His side-series is also back in Soul Eater NOT!, Vol. 3. I don't remember exactly why this is a side-story, I'm afraid: I've only read a few of the main books. But this is more in the same world, if you're a fan of the parent series and have somehow missed this.

There's a series of horror-tinged games in Japan that retell something like the same story with variations, and -- since every media property in Japan has to be adapted to every other media possible -- they've been turned into manga along the way. Umineko WHEN THEY CRY Episode 4: Alliance of the Golden Witch, Vol. 1is in that tangle of story, beginning the adaptation of that particular game in the middle of the series. The manga credits story to Ryukishi07 and art to Soichiro, both of which could be actual human beings, corporations, or post-human uploads running on a unobtanium substrate, as far as I know.

It's odd to name the first book in a series Accel World, Vol. 1: Kuroyukihime's Return, but that's what Reki Kawahara did with this light novel. (Which also has illustrations by Hima.) It's another book about a schlubby junior-high boy approached by a gorgeous slightly older girl, who initiates him into the secret world (and will probably finally fall in love with him about volume four).
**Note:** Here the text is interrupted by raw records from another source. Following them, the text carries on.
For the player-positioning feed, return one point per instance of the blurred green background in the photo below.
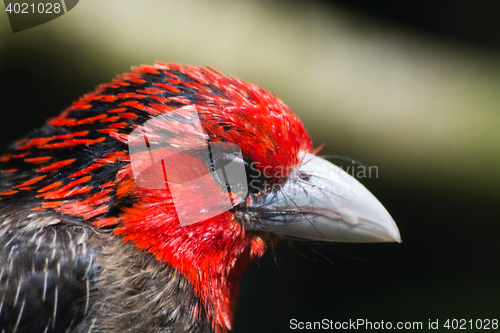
(410, 87)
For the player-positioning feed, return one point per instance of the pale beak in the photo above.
(319, 201)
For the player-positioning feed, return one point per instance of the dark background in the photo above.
(448, 263)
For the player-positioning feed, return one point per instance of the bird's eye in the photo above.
(227, 167)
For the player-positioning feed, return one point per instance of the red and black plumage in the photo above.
(84, 249)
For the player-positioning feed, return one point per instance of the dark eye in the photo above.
(227, 167)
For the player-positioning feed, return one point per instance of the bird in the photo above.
(138, 208)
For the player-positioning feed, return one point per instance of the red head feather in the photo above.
(83, 168)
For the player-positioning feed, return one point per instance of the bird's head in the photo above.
(200, 170)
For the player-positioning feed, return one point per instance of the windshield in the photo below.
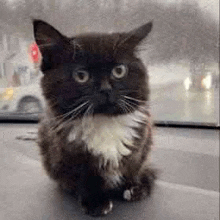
(181, 53)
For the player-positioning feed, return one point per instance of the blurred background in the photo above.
(182, 51)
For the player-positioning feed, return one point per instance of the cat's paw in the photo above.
(134, 194)
(98, 209)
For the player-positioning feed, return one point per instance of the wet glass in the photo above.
(182, 51)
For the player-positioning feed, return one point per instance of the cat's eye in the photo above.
(119, 71)
(81, 76)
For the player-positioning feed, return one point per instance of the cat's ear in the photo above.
(134, 37)
(50, 43)
(45, 35)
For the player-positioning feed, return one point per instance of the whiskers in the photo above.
(86, 108)
(129, 104)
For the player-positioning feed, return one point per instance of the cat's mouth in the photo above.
(108, 108)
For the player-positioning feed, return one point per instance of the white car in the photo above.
(23, 99)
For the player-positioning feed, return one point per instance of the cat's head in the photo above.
(92, 73)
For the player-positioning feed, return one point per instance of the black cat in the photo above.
(96, 134)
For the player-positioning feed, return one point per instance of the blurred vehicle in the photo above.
(23, 99)
(204, 79)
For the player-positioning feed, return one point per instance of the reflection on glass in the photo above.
(182, 52)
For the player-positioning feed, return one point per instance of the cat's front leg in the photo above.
(141, 186)
(94, 199)
(97, 205)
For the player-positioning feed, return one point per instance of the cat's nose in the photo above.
(105, 85)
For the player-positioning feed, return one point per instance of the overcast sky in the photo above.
(210, 6)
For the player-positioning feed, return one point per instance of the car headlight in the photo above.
(187, 83)
(207, 81)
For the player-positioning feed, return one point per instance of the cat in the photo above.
(96, 133)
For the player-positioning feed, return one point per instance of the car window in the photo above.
(181, 52)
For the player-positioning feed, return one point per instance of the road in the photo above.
(173, 103)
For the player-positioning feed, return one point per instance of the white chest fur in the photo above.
(104, 136)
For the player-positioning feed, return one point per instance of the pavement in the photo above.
(187, 188)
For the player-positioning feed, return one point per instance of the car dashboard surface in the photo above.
(187, 188)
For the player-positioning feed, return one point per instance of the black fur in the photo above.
(70, 162)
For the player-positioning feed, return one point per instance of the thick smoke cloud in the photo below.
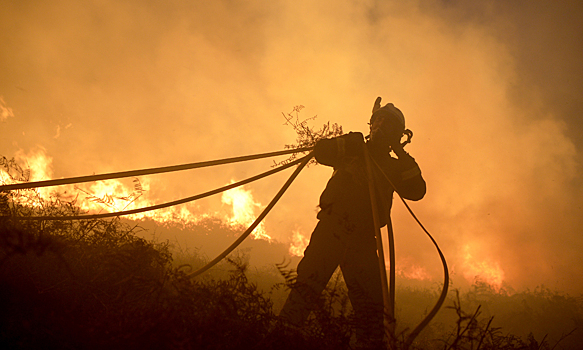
(491, 91)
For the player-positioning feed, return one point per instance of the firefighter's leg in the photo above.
(321, 258)
(361, 274)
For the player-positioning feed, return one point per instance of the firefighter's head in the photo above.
(387, 124)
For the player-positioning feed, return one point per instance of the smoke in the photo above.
(491, 97)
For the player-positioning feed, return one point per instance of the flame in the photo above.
(5, 111)
(244, 207)
(487, 271)
(298, 244)
(101, 196)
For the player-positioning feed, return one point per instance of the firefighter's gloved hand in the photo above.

This time, the secret world is in a computer, and I think it's some kind of virtual reality.

The Infernal Devices: Clockwork Princess has a big number 3 on its spine, but resolutely refuses to explain what that means. (The first page of comics here also starts with a caption that says "Chapter 17," so it's clearly a more-detailed-than-usual adaptation of a book.) This is credited to Cassandra Clare with art by Hyekyung Baek, so it's clearly based on Clare's steampunk novels -- how, exactly, and whether Clare did her own comics scripting, the book declines to say.

I thought the Spice & Wolf light novels had individual titles, but what I have in hand just says it's Spice and Wolf, Vol. 12 by Isuna Hasekura. This is mercantile fantasy as you love it -- hardcore trading action on nearly every page! Oh, and our merchant's assistant is an ages-old fertility goddess in the form of a wolf-girl.

Last for this week is Sword Art Online: Aincrad, Vol. 2, one more light novel. This one is by Reki Kawahara, with illustrations by an entity credited as abec. (All lower-case.) In the near-future, virtual reality has finally become a thing, and our heroes are, inevitably, trapped in a fiendishly complicated one and will Really Die if they die in the game. (Perhaps this is why virtual reality will never really become a thing; we all assume that playing games there will be fatal.)